Spencer Finch
2 MAY until 5 JUL 2025
Opening – 2 MAY 2025, 6-9 pm
In his sixth solo show in Berlin, Spencer Finch continues to explore the meaning of color, the passing of time, and the relationship between science and poetry. The exhibition entitled Decoy includes new and important older works that in their radical reduction create a dynamic movement between abstraction and a precise rendering of the ephemeral. In the works on paper, paintings, and a large light installation for the gallery’s windows, he succeeds in making the fleeting and evanescent palpable and in documenting perspectives that often escape our notice.

View from artist’s studio
Copyright the artist, courtesy the artist and Galerie Nordenhake Berlin, Stockholm, Mexico City.
Photo courtesy of the artist.
‘In this exhibition I am intentionally trying to slow down the viewing process and open my eyes wider, and I am asking the viewer to do the same.

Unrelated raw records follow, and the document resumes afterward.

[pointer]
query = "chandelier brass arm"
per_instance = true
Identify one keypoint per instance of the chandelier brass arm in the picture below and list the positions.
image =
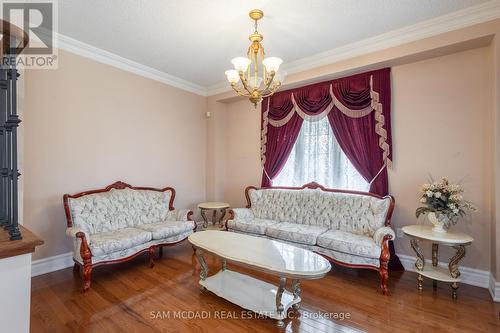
(258, 74)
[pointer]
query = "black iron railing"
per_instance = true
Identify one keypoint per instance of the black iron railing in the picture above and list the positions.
(9, 173)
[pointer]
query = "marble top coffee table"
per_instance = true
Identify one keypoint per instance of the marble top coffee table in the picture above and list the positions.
(262, 254)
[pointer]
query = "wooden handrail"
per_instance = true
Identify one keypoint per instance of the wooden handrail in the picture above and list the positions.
(9, 30)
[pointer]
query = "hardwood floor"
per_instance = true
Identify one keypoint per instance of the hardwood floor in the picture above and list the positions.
(132, 297)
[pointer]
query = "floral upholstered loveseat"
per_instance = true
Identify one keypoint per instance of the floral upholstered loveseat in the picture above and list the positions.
(349, 228)
(119, 222)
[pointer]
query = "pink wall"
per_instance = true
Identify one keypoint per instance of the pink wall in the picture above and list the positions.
(88, 124)
(441, 126)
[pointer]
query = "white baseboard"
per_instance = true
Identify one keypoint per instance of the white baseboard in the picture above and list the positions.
(494, 288)
(472, 276)
(51, 264)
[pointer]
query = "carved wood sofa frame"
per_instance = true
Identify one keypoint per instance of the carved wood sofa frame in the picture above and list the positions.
(385, 254)
(85, 252)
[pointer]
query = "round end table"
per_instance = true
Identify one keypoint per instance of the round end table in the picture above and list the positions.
(457, 240)
(215, 207)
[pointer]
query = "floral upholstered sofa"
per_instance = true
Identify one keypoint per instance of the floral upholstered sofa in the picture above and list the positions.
(119, 222)
(349, 228)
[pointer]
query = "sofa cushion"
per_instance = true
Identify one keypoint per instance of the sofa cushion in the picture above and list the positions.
(297, 233)
(358, 213)
(118, 209)
(347, 242)
(113, 241)
(253, 226)
(167, 229)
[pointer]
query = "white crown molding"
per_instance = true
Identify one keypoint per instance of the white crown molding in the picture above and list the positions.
(88, 51)
(453, 21)
(456, 20)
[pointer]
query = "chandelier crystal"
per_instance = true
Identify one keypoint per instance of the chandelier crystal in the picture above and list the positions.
(255, 76)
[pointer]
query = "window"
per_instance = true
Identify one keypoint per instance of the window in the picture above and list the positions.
(317, 157)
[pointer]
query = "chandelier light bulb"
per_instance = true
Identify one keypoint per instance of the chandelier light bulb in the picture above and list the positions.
(257, 73)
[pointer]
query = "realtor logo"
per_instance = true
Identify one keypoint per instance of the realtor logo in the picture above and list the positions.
(38, 20)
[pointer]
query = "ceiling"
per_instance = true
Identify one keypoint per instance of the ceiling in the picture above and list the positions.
(195, 39)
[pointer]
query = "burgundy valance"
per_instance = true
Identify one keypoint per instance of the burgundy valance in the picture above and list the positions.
(358, 109)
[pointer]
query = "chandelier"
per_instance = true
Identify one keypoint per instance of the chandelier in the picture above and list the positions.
(255, 76)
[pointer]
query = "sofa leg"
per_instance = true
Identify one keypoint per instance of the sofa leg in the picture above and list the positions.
(384, 276)
(384, 264)
(151, 256)
(87, 272)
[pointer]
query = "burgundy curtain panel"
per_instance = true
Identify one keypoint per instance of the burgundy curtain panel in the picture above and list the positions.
(358, 108)
(277, 141)
(364, 138)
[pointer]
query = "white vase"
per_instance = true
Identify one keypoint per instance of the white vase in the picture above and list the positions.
(439, 225)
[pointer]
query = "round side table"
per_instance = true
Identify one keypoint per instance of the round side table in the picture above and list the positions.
(457, 240)
(215, 207)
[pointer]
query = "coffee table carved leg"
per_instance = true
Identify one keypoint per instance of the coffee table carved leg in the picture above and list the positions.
(221, 219)
(435, 248)
(454, 288)
(296, 292)
(224, 264)
(420, 283)
(279, 305)
(203, 264)
(204, 216)
(419, 264)
(453, 265)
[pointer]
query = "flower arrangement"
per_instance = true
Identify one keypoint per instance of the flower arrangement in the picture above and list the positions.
(445, 201)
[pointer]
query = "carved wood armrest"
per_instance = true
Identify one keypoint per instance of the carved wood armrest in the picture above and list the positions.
(380, 235)
(240, 213)
(182, 214)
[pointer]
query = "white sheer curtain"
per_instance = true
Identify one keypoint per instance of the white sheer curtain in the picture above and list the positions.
(318, 157)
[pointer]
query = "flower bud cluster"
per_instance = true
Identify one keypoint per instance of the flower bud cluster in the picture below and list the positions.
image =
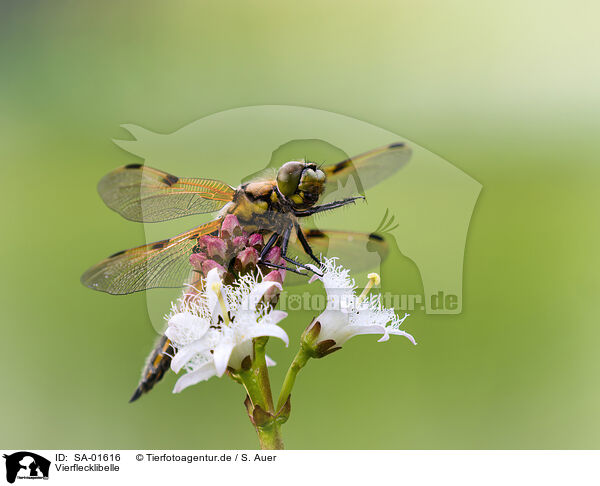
(234, 253)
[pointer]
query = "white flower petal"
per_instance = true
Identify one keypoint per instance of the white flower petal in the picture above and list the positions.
(221, 357)
(274, 317)
(398, 332)
(185, 326)
(351, 331)
(267, 330)
(203, 373)
(214, 306)
(250, 301)
(186, 353)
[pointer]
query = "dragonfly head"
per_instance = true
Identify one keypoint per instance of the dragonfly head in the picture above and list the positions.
(301, 183)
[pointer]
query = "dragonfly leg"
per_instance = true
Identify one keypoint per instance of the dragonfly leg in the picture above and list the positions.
(266, 249)
(284, 245)
(326, 207)
(305, 244)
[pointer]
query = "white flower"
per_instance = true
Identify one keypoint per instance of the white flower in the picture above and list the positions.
(214, 329)
(348, 315)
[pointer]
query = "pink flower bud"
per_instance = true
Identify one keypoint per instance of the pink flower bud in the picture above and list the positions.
(246, 260)
(274, 276)
(231, 227)
(197, 259)
(208, 265)
(256, 240)
(215, 247)
(239, 243)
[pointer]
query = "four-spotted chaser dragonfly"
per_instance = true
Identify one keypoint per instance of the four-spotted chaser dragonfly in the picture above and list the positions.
(272, 207)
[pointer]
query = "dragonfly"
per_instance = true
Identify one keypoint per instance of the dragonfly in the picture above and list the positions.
(272, 206)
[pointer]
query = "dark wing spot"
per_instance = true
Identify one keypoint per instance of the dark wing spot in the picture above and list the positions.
(169, 179)
(341, 166)
(314, 233)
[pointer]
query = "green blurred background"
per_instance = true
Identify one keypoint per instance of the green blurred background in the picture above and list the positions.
(508, 92)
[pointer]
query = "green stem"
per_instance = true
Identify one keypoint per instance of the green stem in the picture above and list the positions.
(257, 384)
(261, 374)
(270, 437)
(299, 362)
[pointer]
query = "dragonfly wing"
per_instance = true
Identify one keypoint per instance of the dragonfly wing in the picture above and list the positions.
(356, 174)
(141, 193)
(161, 264)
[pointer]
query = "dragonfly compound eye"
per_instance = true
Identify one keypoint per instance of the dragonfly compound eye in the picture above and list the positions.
(288, 177)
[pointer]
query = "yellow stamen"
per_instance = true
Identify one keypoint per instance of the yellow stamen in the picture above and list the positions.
(374, 279)
(216, 287)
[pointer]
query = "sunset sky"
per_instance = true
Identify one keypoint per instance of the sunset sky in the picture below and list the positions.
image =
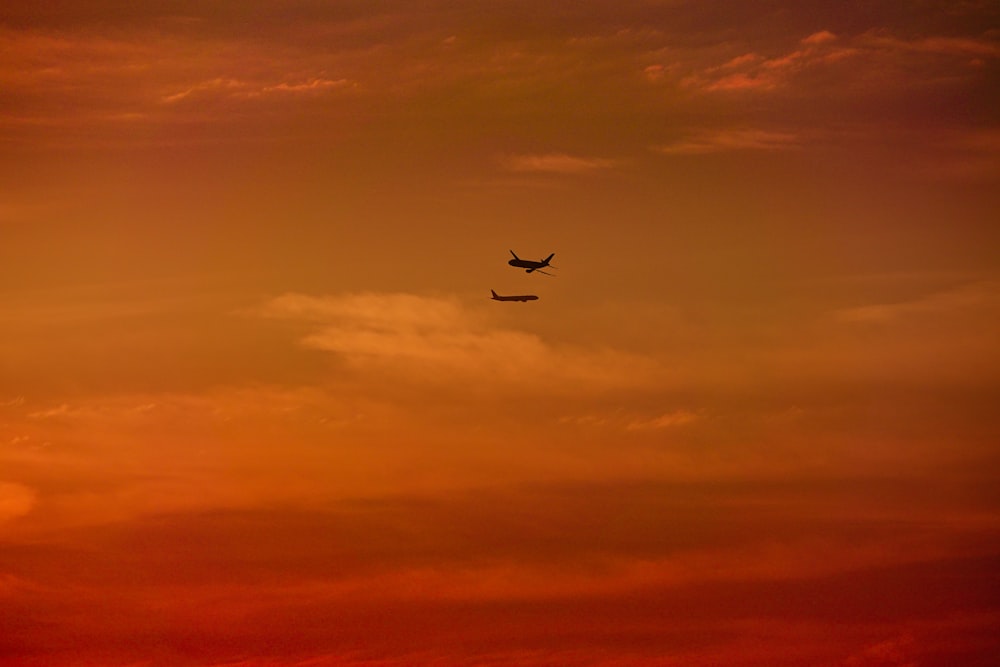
(257, 408)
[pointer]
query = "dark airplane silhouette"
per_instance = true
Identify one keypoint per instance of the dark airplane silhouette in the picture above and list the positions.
(531, 265)
(519, 297)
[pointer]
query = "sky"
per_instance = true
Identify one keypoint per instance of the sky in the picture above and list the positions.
(258, 409)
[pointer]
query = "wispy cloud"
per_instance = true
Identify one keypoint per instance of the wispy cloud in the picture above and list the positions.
(241, 89)
(965, 299)
(556, 163)
(730, 140)
(433, 337)
(15, 500)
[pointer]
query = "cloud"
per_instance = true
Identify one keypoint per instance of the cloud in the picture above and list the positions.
(15, 500)
(666, 420)
(556, 163)
(965, 299)
(436, 338)
(731, 140)
(241, 89)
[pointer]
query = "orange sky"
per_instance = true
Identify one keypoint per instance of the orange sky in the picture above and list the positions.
(257, 408)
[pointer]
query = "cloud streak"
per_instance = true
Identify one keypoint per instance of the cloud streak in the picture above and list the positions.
(437, 339)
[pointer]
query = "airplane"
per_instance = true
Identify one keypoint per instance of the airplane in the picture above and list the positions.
(531, 265)
(520, 297)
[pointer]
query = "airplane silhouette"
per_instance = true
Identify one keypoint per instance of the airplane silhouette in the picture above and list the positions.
(519, 297)
(531, 265)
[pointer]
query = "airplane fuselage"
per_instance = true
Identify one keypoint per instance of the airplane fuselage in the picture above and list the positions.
(529, 264)
(518, 297)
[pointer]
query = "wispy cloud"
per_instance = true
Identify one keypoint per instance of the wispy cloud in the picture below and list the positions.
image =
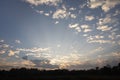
(89, 18)
(86, 28)
(104, 28)
(75, 26)
(46, 2)
(60, 14)
(105, 5)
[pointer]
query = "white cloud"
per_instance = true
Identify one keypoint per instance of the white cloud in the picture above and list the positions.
(75, 26)
(106, 20)
(56, 22)
(35, 49)
(105, 5)
(1, 40)
(46, 2)
(73, 16)
(89, 18)
(17, 41)
(86, 28)
(104, 28)
(12, 53)
(66, 61)
(99, 49)
(72, 8)
(98, 39)
(2, 51)
(60, 14)
(46, 14)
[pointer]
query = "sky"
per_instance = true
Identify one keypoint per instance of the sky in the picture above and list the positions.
(59, 34)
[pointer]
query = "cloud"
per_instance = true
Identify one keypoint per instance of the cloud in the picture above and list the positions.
(17, 41)
(44, 64)
(46, 2)
(1, 41)
(33, 50)
(75, 26)
(86, 28)
(89, 18)
(66, 61)
(98, 39)
(2, 51)
(12, 53)
(106, 20)
(105, 5)
(46, 14)
(73, 16)
(99, 49)
(60, 14)
(72, 9)
(56, 22)
(104, 28)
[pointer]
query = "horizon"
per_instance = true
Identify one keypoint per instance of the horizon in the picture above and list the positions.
(59, 34)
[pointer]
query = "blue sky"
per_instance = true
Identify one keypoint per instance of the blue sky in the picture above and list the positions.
(52, 34)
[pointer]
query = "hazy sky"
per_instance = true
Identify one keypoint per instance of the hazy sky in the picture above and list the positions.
(52, 34)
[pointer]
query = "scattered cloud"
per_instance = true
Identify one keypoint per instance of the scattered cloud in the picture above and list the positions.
(1, 41)
(72, 9)
(86, 28)
(12, 52)
(60, 14)
(35, 49)
(75, 26)
(56, 22)
(105, 5)
(98, 39)
(104, 28)
(46, 2)
(89, 18)
(2, 51)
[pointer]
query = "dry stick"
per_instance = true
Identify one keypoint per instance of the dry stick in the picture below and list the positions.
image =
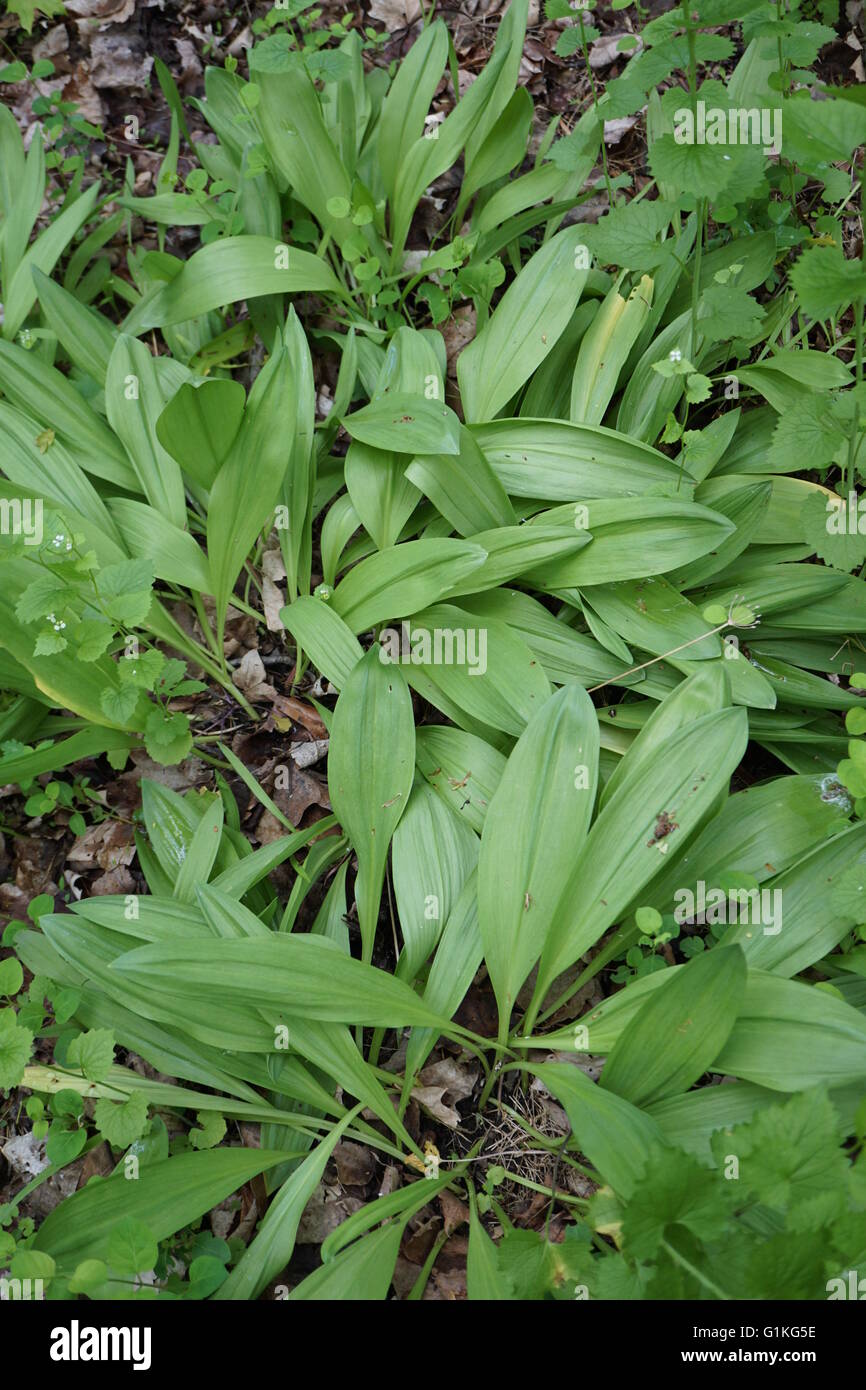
(615, 680)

When we return to the world, maybe we will look a bit more carefully, maybe we will find more beauty and difference out there in the wild.’
Spencer Finch
Finch’s engagement with light and color always refers to the impossibility of reaching a singular truth. The series of bright monochromatic diptychs that gives the exhibition its title plays with the telling ambiguity of doublings, reflections, and deception. The two square panels in each diptych show the same secondary color. Each panel of each diptych used a different four pigments to arrive at almost the same final color. These different pigments can be seen on the outer edges of each square and thus reveal the composition of the final color; orange, green or violet. The marginal differences require a slowed perception and determine the speed of reception for the exhibition as a whole.
His Scent drawings generate a synesthetic experience with their sensually interlaced representation. Slowed vision is also necessary to recognize these drawings, in which Finch refers to paintings by Manet, Matisse, and Hasegawa. What initially appears as blank sheets slowly reveal an image, that fades in and out as the viewer’s attention shifts. They generate the sensation of a discreet scent and seem like fragments of a sensory impression that is scarcely nameable. Finch underscores the complexity of a perceived moment, questioning at the same time the dominance of the visual in the emergence of our memories. In his works, he captures what escapes our automatic perception. Fleeting phenomena, like the refraction of Emily Dickinson’s garden in a single raindrop on a window pane, become poetic approaches to something that is impossible to return to. He thus creates sensual links between past and present.

Spencer Finch,
Decoys (green), 2025,
acrylic on custom birch plywood panels,
35.56 x 35.57 x 4.12 cm/ 4 x 14 x 1 5/8 in in each.
Copyright the artist.
Courtesy of the artist and Galerie Nordenhake Berlin, Stockholm, Mexico City.
Photo by Gerhard Kassner.

Spencer Finch,
Decoys (violet), detail, 2025,
acrylic on custom birch plywood panels,
35.56 x 35.57 x 4.12 cm/ 14 x 14 x 1 5/8 in each.
Copyright the artist.
Courtesy of the artist and Galerie Nordenhake Berlin, Stockholm, Mexico City.
Photo by Gerhard Kassner.
Finch takes a comparable approach in his new work on the gallery window. Using color filters, he reconstructs the light and the color of the sunset that he observed from his studio in Brooklyn. The gaze here is toward the west, just like the window in his studio. But instead of a clear view, our vision here is blocked. This results in a superimposed simultaneity of memory and the present. Finch succeeds in reproducing this moment in a way that goes beyond the fragile indexicality of a photograph. His interest in making fleeting visual phenomena palpable is expressed in a special way in his Fog Studies. He turns to the depiction of fog to capture the natural phenomenon and at the same time points to the limitation of our vision, a paradox that enables us to reflect upon the opening of new layers of perception that this allows.

Spencer Finch,
Fog Study (Lake Wononscopomuc), 2022,
pastel on paper, 19 x 25.4 cm/ 7 1/2 x 10 in.
Copyright the artist.
Courtesy of the artist and Galerie Nordenhake Berlin, Stockholm, Mexico City.
Photo by Gerhard Kassner.

Spencer Fiinch,
Study for self-portrait in time and space, 2000, watercolor and ink on paper,
30.8 x 22.9 cm/ 12 1/8 x 9 in.
Copyright the artist.
Courtesy of the artist and Galerie Nordenhake Berlin, Stockholm, Mexico City.
Photo by Gerhard Kassner.
Just like a decoy, the works in this exhibition capture our gaze to direct it to something that pretends to be something else, a playful game that tricks our senses. Finch demonstrates how scientific approaches to phenomena such as light, color, and memory are inadequate. His restful, poetic engagement creates a form of recognition that lies beyond the measurable. It slows our perception to focus on the beauty of our surroundings that otherwise passes by unnoticed.